Come on, Kyle. Come on. Pick up. Pick up.

“Hello? Shannon? Shannon, are you there?”

Kyle’s voice is so lovely to hear after what has felt like an eternity that even though I register his words well enough, for several seconds I’m too overwhelmed to respond.

“Shannon? Hello? Hello? Shannon? Are you there?”

“H-hi, baby,” I stammer finally, my voice quavering. “H-how are you?”

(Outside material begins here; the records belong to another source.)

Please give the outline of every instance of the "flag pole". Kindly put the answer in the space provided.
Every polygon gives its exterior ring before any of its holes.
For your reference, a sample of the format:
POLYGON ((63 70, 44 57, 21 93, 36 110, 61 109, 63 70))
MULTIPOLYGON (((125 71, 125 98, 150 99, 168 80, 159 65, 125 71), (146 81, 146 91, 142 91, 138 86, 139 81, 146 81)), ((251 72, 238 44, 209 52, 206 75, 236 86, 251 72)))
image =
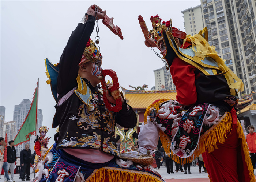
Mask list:
POLYGON ((38 94, 39 94, 39 78, 38 78, 37 80, 37 116, 36 116, 36 122, 35 124, 35 136, 37 135, 38 134, 38 118, 37 118, 38 116, 38 94))

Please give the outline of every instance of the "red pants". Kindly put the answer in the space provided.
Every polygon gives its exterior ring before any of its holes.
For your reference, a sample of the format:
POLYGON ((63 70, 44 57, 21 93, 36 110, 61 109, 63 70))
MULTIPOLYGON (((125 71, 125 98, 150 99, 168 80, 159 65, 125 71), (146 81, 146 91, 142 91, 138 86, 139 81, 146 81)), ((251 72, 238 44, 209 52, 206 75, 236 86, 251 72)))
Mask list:
POLYGON ((232 124, 230 133, 223 144, 216 143, 218 149, 210 154, 202 154, 211 179, 215 181, 250 181, 248 168, 245 160, 241 139, 238 138, 235 126, 232 124))

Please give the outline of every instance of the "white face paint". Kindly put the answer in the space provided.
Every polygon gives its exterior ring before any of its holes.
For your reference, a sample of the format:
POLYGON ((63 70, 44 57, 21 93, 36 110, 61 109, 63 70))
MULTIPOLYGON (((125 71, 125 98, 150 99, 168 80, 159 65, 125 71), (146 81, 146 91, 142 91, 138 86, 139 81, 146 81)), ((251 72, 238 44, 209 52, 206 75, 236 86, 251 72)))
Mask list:
POLYGON ((166 49, 165 48, 165 44, 163 43, 163 41, 162 41, 159 44, 159 48, 161 50, 160 54, 162 54, 163 56, 165 56, 166 53, 166 49))
POLYGON ((93 67, 91 70, 91 74, 96 76, 99 76, 101 75, 101 70, 99 67, 101 66, 101 61, 97 60, 95 63, 93 63, 93 67))

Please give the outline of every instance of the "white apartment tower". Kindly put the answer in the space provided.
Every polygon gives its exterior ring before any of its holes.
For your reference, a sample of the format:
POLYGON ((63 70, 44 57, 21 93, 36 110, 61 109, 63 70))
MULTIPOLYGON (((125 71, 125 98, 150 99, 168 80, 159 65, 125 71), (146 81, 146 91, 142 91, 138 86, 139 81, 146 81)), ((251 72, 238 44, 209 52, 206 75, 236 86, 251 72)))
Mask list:
POLYGON ((173 83, 170 70, 166 70, 165 66, 153 71, 155 74, 155 90, 176 89, 175 86, 173 83))
MULTIPOLYGON (((14 106, 14 111, 13 120, 16 122, 16 134, 19 130, 20 126, 22 125, 23 122, 26 119, 26 116, 29 112, 30 108, 31 101, 28 99, 25 99, 19 105, 14 106)), ((38 109, 37 112, 37 128, 42 126, 43 122, 43 115, 41 109, 38 109)), ((31 152, 33 153, 34 151, 34 146, 35 143, 34 142, 35 139, 35 135, 32 135, 30 137, 30 141, 27 143, 29 143, 31 152)), ((16 155, 19 156, 20 151, 25 147, 25 144, 23 143, 16 147, 16 155)))
MULTIPOLYGON (((181 11, 185 21, 184 28, 187 34, 193 35, 204 28, 201 5, 181 11)), ((174 26, 175 27, 175 25, 174 26)))
MULTIPOLYGON (((255 0, 201 0, 203 19, 195 17, 195 21, 207 27, 209 44, 215 46, 218 55, 226 60, 226 64, 243 81, 245 90, 242 93, 256 90, 256 2, 255 0)), ((191 30, 186 27, 190 23, 185 16, 187 10, 182 12, 184 12, 186 33, 190 34, 191 30)), ((200 30, 196 30, 198 33, 200 30)))

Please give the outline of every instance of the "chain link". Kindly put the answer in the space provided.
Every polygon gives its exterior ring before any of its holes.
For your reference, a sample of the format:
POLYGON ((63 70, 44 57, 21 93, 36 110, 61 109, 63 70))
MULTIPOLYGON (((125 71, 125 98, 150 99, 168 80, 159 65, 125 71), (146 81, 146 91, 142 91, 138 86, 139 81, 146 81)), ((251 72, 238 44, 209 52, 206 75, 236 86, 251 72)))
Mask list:
MULTIPOLYGON (((162 58, 161 57, 161 56, 160 55, 159 55, 159 54, 157 52, 155 51, 155 50, 154 49, 154 48, 153 48, 151 47, 150 47, 150 48, 151 49, 151 50, 152 50, 152 51, 154 51, 155 52, 155 54, 157 55, 157 56, 158 58, 159 58, 160 59, 161 59, 161 60, 163 61, 163 63, 165 64, 165 66, 166 67, 166 69, 167 69, 167 68, 169 68, 169 66, 168 65, 168 64, 166 62, 164 59, 163 59, 163 58, 162 58)), ((168 70, 168 69, 167 69, 167 70, 168 70)))

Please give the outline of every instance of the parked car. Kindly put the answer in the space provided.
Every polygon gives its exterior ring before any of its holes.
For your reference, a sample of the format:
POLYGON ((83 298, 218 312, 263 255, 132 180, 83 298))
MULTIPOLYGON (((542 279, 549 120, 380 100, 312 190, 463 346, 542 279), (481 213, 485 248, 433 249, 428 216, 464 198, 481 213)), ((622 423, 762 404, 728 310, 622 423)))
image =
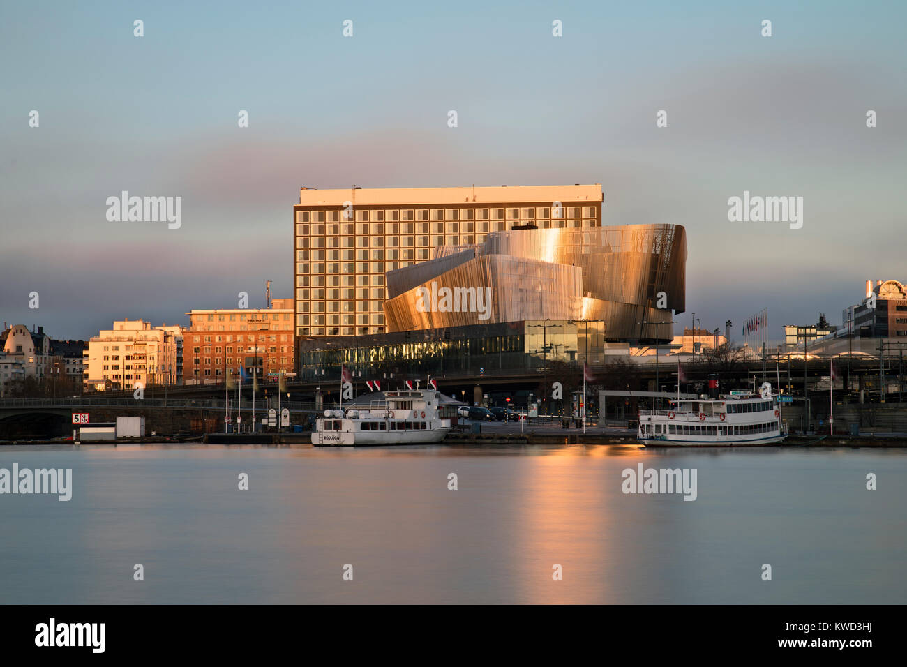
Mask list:
POLYGON ((519 421, 520 417, 509 407, 489 407, 498 421, 519 421))
POLYGON ((506 407, 489 407, 488 411, 494 417, 495 421, 507 421, 506 407))
POLYGON ((469 418, 473 421, 494 421, 494 415, 485 407, 470 407, 469 418))

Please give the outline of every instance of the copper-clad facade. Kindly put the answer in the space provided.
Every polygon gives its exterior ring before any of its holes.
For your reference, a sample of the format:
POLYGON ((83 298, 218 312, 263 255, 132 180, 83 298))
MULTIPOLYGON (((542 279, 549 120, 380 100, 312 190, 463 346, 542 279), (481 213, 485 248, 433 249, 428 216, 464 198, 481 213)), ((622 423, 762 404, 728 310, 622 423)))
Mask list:
POLYGON ((610 340, 664 340, 671 311, 685 309, 679 225, 510 230, 434 255, 387 273, 388 330, 551 319, 602 321, 610 340))

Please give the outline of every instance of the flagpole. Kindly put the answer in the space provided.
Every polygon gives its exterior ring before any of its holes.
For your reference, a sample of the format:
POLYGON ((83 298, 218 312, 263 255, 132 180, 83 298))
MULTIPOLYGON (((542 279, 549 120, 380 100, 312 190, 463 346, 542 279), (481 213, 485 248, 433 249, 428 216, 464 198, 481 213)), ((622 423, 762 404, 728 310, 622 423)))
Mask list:
POLYGON ((586 362, 582 362, 582 435, 586 435, 586 362))

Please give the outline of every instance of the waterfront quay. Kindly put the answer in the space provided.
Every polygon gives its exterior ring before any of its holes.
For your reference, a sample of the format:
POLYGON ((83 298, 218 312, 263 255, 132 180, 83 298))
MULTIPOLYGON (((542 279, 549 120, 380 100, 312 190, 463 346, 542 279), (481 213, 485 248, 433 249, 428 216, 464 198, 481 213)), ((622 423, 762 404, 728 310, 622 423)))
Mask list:
MULTIPOLYGON (((782 417, 792 435, 832 435, 828 424, 831 400, 834 402, 834 436, 876 436, 892 438, 907 433, 907 402, 904 396, 903 376, 895 361, 886 363, 880 372, 877 358, 835 361, 840 374, 834 397, 828 386, 828 362, 824 359, 803 359, 779 356, 766 359, 736 359, 725 362, 715 357, 702 357, 684 363, 682 393, 704 394, 710 380, 717 380, 717 391, 752 388, 764 381, 773 387, 780 380, 783 402, 782 417), (883 373, 884 380, 882 380, 883 373), (879 387, 884 387, 880 392, 879 387)), ((677 362, 662 361, 656 366, 654 359, 646 358, 629 363, 618 359, 594 368, 590 381, 587 381, 582 400, 582 367, 578 364, 549 363, 540 368, 480 367, 445 368, 444 373, 430 373, 418 359, 411 359, 408 368, 379 370, 365 367, 353 369, 353 392, 356 397, 367 395, 366 380, 380 378, 382 388, 394 389, 410 382, 424 382, 430 375, 438 389, 457 401, 467 405, 498 406, 527 413, 536 407, 540 419, 533 419, 533 428, 563 429, 561 419, 579 417, 578 403, 584 403, 587 416, 587 436, 600 436, 590 427, 620 427, 635 432, 635 420, 639 409, 667 405, 677 390, 677 362), (391 377, 385 378, 388 375, 391 377), (421 379, 420 379, 421 378, 421 379), (561 385, 560 398, 554 397, 555 383, 561 385), (656 391, 656 388, 660 391, 656 391), (619 397, 600 395, 623 394, 619 397), (658 396, 641 396, 643 392, 658 396), (508 400, 509 399, 509 400, 508 400), (544 425, 545 418, 551 420, 544 425)), ((440 369, 439 369, 440 370, 440 369)), ((146 418, 148 434, 163 437, 196 437, 206 434, 223 433, 225 417, 235 424, 238 407, 245 425, 251 424, 254 414, 258 421, 269 409, 287 408, 292 431, 295 426, 307 427, 315 415, 327 408, 338 407, 340 368, 302 368, 298 381, 288 384, 279 392, 278 383, 259 382, 257 388, 245 383, 231 389, 227 396, 221 383, 188 386, 149 386, 143 397, 136 398, 129 391, 86 392, 82 396, 58 398, 4 398, 0 399, 0 440, 51 439, 72 436, 73 413, 88 413, 92 422, 114 421, 117 417, 141 416, 146 418), (253 404, 254 394, 254 404, 253 404), (279 397, 278 397, 279 394, 279 397)), ((530 425, 523 425, 524 430, 530 425)), ((260 427, 260 425, 259 425, 260 427)), ((519 424, 483 424, 483 435, 503 428, 510 433, 519 429, 519 424)), ((232 429, 231 429, 232 430, 232 429)), ((275 434, 281 429, 265 429, 275 434)), ((575 430, 572 431, 575 433, 575 430)), ((560 434, 559 434, 560 435, 560 434)))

“Baby? What’s wrong? Is everything okay?”

“I…”

“Baby? Baby, are you okay? Baby, answer me!”

“I…I need you.”

“You need me?”

“I need you, Kyle. I need you now.”

“Don’t you worry, baby. I’m on my way. You just hang tight, okay? I’ll be there soon. I promise.”

 

 

10.

 


Kyle

 

The call comes through just as I’m climbing into my truck to head home. As usual, it’s been another excruciatingly long day, this box on the calendar an exact replica of the day before: ten hours spent toiling under a blistering sun in the middle of some remote field dropping endless pipes into endless ditches.

Must be a text message, I think when the phone in my pocket only buzzes once. I’m sitting with my head leaned back against the headrest, my eyes closed as cool air blows into my face.